The M.S. CompGeo track is offered through the Institue for Computational Mathematics and Engineering. For more information about the requirements and admissions process please see the ICME website.
Students are required to take 45 units of coursework, and research credits to earn an M.S. in CompGeo. The coursework follows the requirements of the traditional ICME M.S. degree with additional restrictions placed on the general and focused electives. As defined in the general Graduate Student Requirements students have to maintain a grade point average (GPA) of 3.0 or better and must be taken at the 200 level or higher. In order to continue on to the Ph.D. in ICME M.S. students have to maintain at a GPA of at least 3.5.
Requirement 1: Foundational
Students must demonstrate foundational knowledge in the field by completing four courses among the following 6 core courses (notice that CME 298 is an accepted alternative to CME 308)
Courses in this area must be taken for letter grades. Deviations from the core curriculum must be justified in writing and approved by the student’s ICME adviser and the chair of the ICME curriculum committee. Courses that are waived may not be counted towards the master’s degree.
Requirement 2: Programming
3 units of programming course work demonstrating programming proficiency. All graduate students in the program are required to complete programming course at the level of CME 212 or higher.
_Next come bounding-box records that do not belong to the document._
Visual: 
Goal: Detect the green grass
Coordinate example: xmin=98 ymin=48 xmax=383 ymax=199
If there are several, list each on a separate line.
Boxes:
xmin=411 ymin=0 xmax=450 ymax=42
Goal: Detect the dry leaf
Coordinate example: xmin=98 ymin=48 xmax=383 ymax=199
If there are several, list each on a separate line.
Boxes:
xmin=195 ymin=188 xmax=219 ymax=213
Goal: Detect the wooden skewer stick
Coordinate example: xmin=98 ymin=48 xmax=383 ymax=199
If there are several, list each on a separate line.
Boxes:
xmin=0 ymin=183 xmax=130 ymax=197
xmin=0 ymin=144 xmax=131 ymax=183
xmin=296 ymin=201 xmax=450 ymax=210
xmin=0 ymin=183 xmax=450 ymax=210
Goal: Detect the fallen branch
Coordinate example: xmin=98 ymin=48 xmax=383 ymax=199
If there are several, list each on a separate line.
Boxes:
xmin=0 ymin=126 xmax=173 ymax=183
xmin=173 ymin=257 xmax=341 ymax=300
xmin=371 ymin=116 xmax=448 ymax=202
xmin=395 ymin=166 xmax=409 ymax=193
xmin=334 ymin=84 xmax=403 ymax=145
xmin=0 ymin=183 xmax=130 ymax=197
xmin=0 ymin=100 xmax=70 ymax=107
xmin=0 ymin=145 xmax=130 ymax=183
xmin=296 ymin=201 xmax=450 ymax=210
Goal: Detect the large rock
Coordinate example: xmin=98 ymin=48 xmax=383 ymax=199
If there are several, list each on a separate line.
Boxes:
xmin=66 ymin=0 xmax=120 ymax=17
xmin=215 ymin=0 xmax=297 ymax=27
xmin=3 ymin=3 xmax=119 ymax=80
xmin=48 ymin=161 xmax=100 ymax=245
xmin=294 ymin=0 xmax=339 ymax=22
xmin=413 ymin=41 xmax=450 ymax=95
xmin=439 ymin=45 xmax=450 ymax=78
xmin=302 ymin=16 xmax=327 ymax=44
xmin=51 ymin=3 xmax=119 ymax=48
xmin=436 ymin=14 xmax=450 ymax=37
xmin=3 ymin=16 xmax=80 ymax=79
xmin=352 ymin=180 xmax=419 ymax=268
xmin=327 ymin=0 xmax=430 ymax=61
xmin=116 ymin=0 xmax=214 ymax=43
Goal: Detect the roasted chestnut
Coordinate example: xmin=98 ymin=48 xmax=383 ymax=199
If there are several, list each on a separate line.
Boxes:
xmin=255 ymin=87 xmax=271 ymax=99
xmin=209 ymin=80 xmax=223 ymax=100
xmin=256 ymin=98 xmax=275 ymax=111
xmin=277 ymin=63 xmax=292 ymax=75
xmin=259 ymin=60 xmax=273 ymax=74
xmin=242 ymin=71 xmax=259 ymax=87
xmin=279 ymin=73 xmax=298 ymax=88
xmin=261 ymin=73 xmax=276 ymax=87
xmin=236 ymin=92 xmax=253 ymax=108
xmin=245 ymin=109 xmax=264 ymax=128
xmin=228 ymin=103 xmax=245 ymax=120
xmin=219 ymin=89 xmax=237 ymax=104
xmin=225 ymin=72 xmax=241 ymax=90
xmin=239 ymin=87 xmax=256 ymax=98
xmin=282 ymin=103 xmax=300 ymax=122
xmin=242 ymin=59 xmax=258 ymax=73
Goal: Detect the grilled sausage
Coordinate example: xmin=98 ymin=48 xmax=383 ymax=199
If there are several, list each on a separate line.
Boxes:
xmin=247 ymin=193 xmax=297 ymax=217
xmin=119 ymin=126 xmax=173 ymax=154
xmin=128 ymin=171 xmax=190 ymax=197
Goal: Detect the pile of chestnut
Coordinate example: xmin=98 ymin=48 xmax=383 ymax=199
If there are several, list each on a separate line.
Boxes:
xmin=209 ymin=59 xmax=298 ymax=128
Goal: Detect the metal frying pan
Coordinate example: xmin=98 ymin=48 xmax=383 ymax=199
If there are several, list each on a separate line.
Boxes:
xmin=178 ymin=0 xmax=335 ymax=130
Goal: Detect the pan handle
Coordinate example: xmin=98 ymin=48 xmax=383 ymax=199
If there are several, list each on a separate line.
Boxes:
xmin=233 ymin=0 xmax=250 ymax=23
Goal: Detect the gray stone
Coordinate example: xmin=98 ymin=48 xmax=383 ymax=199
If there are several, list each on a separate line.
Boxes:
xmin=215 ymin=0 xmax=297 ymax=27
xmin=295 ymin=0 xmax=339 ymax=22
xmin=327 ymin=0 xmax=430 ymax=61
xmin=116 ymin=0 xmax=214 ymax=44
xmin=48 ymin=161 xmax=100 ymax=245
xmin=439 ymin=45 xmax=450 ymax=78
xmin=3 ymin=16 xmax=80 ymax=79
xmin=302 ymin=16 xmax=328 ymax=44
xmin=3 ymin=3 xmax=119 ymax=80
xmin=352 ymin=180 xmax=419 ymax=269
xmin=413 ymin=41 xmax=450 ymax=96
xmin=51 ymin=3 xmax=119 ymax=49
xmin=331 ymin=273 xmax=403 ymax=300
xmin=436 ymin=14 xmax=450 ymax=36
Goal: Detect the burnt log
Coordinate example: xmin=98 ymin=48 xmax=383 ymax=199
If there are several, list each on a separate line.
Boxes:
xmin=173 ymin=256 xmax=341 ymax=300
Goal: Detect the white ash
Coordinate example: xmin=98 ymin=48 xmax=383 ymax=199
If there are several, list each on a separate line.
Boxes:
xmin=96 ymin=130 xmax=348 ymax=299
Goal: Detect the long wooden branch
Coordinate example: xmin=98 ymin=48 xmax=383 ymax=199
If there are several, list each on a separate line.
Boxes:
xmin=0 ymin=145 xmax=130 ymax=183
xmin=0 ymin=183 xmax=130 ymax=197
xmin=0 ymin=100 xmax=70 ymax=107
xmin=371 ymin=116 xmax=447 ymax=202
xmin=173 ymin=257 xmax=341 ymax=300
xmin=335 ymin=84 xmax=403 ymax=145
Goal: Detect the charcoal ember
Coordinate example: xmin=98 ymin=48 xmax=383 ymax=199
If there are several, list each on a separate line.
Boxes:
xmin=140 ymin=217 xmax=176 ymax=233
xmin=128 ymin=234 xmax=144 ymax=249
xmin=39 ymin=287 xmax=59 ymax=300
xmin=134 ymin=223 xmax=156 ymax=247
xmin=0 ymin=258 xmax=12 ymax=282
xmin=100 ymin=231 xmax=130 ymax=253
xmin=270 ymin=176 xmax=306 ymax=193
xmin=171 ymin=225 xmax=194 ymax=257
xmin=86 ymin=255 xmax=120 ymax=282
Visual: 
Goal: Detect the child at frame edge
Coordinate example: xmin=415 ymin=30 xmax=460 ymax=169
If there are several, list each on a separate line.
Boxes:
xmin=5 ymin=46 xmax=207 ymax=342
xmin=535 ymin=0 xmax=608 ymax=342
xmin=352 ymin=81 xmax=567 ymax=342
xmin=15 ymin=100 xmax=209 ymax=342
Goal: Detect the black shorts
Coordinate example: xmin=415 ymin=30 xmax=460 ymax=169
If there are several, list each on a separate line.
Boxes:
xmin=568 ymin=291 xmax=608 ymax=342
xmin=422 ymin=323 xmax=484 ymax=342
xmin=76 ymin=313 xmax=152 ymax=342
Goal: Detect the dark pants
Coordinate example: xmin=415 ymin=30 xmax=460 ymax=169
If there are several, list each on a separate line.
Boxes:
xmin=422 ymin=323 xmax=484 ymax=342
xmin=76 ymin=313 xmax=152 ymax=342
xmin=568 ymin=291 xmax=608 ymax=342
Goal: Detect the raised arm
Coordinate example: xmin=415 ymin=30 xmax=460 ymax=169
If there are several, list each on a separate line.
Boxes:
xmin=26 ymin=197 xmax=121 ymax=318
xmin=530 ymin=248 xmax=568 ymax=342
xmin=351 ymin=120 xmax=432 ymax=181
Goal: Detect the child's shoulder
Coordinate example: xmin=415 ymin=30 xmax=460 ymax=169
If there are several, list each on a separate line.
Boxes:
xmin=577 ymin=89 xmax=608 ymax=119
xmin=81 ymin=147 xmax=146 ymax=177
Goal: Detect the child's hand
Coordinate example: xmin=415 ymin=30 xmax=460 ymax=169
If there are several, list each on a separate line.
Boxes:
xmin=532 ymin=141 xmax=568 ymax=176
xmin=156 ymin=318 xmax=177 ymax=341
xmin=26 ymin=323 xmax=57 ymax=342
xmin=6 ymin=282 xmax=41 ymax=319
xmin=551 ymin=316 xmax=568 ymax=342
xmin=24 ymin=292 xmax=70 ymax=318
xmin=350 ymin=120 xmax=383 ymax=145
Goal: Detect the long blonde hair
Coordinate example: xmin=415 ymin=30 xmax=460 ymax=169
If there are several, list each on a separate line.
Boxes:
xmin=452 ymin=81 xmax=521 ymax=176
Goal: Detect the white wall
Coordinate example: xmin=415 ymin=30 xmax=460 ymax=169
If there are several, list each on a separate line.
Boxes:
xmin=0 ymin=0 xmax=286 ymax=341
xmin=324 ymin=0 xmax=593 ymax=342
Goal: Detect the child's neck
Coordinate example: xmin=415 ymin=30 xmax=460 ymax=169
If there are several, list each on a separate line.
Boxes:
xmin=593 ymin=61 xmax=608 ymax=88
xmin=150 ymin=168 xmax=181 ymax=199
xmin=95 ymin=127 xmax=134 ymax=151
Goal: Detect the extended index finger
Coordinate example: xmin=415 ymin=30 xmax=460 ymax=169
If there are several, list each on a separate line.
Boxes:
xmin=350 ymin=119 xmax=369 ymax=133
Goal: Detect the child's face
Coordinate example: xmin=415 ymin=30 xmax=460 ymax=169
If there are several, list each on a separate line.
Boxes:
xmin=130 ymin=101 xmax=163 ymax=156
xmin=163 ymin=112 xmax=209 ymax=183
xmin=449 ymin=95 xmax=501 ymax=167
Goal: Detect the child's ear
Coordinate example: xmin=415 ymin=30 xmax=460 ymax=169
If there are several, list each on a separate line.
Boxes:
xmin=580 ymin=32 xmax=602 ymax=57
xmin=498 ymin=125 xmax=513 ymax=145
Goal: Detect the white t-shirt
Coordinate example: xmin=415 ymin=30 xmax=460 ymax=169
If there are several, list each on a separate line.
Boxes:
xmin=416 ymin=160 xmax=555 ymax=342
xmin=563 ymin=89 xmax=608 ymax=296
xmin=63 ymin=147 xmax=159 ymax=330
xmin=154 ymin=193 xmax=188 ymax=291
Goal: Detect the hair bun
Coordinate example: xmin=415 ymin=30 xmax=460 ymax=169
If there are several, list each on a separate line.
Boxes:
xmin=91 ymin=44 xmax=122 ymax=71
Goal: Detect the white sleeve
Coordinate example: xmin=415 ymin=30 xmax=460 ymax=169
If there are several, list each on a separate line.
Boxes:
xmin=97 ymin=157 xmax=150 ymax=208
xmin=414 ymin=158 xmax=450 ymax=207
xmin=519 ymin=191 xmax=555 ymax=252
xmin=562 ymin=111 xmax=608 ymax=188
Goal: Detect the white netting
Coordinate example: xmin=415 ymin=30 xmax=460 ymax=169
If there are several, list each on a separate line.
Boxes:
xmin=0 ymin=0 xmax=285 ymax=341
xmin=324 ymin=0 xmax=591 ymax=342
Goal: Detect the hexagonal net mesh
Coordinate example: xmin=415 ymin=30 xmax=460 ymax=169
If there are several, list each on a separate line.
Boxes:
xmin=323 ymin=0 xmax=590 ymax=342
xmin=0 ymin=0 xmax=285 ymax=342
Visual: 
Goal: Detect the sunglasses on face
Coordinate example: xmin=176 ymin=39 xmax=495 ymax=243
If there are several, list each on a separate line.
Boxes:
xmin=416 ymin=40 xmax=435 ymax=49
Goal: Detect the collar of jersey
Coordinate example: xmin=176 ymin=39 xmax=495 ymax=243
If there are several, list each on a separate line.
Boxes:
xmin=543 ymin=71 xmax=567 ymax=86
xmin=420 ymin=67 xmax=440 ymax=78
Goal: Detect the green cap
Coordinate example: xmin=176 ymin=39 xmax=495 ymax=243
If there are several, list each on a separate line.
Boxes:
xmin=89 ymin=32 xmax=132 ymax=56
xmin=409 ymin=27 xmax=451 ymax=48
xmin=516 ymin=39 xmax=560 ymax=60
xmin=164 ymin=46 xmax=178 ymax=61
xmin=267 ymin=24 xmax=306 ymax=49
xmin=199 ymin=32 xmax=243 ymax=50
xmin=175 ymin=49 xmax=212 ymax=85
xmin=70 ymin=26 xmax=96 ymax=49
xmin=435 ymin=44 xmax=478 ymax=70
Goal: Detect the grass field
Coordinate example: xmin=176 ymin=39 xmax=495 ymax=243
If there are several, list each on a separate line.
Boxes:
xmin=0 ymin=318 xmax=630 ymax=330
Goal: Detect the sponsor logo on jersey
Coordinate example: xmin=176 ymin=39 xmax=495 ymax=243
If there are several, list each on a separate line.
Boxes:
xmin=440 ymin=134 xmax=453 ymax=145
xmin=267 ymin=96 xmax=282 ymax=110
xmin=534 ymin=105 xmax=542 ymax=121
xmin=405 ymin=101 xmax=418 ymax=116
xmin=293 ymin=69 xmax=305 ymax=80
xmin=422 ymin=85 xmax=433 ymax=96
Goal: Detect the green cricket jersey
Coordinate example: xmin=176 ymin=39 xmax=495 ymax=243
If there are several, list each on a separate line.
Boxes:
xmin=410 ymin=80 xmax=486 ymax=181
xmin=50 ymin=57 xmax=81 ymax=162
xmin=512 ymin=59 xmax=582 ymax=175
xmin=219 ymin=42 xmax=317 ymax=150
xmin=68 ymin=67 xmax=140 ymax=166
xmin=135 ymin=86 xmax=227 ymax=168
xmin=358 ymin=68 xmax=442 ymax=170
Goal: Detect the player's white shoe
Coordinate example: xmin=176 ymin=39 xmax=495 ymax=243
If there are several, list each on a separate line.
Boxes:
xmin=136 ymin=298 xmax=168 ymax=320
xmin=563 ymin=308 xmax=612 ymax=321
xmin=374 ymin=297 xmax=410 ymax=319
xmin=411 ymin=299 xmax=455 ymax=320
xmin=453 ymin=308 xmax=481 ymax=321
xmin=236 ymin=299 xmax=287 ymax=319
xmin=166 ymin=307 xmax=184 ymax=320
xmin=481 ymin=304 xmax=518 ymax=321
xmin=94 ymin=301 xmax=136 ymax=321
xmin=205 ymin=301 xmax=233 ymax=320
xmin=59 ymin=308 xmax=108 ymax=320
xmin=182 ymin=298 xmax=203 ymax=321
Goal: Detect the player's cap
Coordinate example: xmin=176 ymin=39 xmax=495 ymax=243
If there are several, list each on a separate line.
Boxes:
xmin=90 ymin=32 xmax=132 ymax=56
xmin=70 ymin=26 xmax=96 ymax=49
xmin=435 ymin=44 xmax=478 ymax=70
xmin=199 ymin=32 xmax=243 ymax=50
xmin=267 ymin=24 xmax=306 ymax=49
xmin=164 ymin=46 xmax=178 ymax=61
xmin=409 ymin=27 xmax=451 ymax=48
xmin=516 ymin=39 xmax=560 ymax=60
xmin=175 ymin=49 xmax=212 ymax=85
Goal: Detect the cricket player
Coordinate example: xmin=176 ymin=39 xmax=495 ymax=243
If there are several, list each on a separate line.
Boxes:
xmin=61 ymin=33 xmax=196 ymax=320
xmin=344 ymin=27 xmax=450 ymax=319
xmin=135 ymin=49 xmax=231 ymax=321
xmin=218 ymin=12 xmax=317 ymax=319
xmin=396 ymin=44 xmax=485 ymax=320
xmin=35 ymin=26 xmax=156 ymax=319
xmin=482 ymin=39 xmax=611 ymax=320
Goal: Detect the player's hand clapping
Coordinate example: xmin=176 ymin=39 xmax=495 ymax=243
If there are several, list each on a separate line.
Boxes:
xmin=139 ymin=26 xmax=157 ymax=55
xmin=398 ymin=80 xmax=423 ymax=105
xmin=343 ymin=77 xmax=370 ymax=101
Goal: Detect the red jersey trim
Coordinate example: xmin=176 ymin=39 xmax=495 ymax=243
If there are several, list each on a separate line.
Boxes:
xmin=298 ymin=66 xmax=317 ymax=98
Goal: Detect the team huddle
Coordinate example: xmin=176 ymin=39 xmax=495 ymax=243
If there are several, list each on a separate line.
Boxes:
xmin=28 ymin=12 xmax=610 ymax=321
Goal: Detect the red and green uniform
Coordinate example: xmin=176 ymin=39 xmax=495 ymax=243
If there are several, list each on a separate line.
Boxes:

Requirement 3: Breadth Electives
The M.S. CompGeo track requires 18 units of course work in the Geosciences (3 units can be applied from a non-computationally focused course). Courses are currently offered but are not limited to the following specific areas of the School of Earth, Energy & Environmental Sciences:
- Reservoir Simulation
- Geophysical Imaging
The Earth Science courses, offered in EESS, ERE, GES, and Geophysics is selected based on the area of the student's interest and their research/thesis work, along with the advice and consent of the student's adviser. Students are encouraged to choose a range of courses in order to guarantee breadth of knowledge in Earth Sciences. A maximum of one non-computationally-oriented course can be counted towards the master’s degree requirements. A list of courses that fulfill this requirements is available at Course Listings
Requirement 4: Practical Component (Integrative Research in Computational Geoscience)
9 units of focused research in computational geoscience. Students are required to either complete a Research Project or an Internship as described below.
Students who plan to apply to the Ph.D. program need to take 9 units of research. Students will work with the CompGeo program director to find an appropriate advisor and research topic and then enroll in EARTHSCI 400:Directed Research (or a similar School of Earth, Energy & Environmental Sciences research course). The successful outcome of a Research Project can be:
- an oral presentation at an international meeting requiring an extended abstract
- a publication submission in a peer reviewed journal.
- a written report
As an alternative to the Research Project students have the option of an internship which is recommended for those students interested in a terminal degree. The individual student is responsible for securing and organizing the internship and is required to obtain a faculty advisor and submit a written report on the internship project. Credit for the internship will be obtained through EARTHSCI 401: Curricular Practical Training (1 unit) and in this case only 8 units of research are required.
Requirement 5: Seminar
3 units of ICME graduate seminars or other approved seminars. Additional seminar units may not be counted towards the 45-unit requirement.One of the required seminars for CompGeo must be EARTHSCI 310Computational Geosciences Seminar (1 unit).
Note: Fundamental courses in mathematics and computing may be needed as prerequisites for other courses in the program. Check the prerequisites of each required course. Preparatory courses include such subjects as: calculus, linear algebra and differential calculus of several variables, integral calculus of several variables, ODEs with linear algebra, linear algebra and matrix theory, vector calculus for engineers, linear algebra and PDEs for engineers, introduction to scientific computing, linear algebra with application to engineering computations, PDEs in engineering, Computer Programming in C++ for Earth Scientists and Engineers, Introduction to Large-Scale Computing in Engineering, numerical linear algebra, programming methodology, programming abstractions, machine learning, introduction to optimization, theory of probability, and data mining and analysis.